Open ankush13r opened 2 months ago
theoretically, it should be possible to use HF_HUB_OFFLINE=1
and load from local cache or local path (if matching the dataset checkpoint dir). Since the base class makes use of dataset.load_dataset()
here https://github.com/bigcode-project/bigcode-evaluation-harness/blob/f0b81a9d079289881bd42f509811d42fe73e58cf/bigcode_eval/base.py#L28
But, I couldn't find any way add the path for the dataset.

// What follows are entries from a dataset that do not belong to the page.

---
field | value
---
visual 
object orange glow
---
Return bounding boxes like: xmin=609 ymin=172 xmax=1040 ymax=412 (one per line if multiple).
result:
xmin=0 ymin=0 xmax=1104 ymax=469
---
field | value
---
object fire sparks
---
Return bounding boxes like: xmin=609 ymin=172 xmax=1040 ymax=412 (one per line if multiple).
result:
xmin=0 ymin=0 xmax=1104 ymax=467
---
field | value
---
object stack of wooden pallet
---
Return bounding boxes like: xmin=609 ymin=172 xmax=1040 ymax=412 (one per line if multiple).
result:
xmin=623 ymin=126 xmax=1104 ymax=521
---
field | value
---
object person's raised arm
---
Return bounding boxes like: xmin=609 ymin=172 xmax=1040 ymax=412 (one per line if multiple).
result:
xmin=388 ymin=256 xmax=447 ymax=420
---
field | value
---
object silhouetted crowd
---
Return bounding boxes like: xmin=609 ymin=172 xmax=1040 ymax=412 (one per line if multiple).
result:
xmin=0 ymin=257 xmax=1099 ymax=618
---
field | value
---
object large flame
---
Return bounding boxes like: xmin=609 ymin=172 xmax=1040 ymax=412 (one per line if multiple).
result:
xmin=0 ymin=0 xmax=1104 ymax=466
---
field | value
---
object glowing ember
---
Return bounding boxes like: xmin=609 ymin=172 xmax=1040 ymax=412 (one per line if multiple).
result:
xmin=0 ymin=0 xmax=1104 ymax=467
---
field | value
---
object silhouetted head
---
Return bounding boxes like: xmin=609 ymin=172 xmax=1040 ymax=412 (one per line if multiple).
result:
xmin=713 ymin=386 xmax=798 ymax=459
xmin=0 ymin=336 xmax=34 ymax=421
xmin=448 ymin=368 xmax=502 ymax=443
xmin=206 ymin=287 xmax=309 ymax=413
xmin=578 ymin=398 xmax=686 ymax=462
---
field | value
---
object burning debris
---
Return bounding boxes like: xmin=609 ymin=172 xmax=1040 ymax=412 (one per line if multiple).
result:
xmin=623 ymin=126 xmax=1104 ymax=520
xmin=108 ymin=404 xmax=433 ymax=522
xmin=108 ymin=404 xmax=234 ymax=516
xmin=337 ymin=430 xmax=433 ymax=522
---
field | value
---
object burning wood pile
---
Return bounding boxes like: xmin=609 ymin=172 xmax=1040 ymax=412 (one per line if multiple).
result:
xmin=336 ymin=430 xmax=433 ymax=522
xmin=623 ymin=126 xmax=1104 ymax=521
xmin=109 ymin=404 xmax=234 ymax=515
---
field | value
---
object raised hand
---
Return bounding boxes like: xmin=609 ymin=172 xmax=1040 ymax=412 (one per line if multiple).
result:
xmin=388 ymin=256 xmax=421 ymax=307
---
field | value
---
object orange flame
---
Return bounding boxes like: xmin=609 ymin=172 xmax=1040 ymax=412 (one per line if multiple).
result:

As you can observe here https://github.com/search?q=repo%3Abigcode-project%2Fbigcode-evaluation-harness%20DATASET_PATH&type=code the dataset path is a constant variable defined directly in the code.
those are the checkpoint dirs from the huggingface hub. so clone the dataset repo to be that exact path locally and the load_dataset
function will try local first.
Hello, thank for your response. I have tried what you said, but i hasn't worked for me. I let you an example that I had used to run the evaluation. I have also downloaded the dataset in /home/user/dataset.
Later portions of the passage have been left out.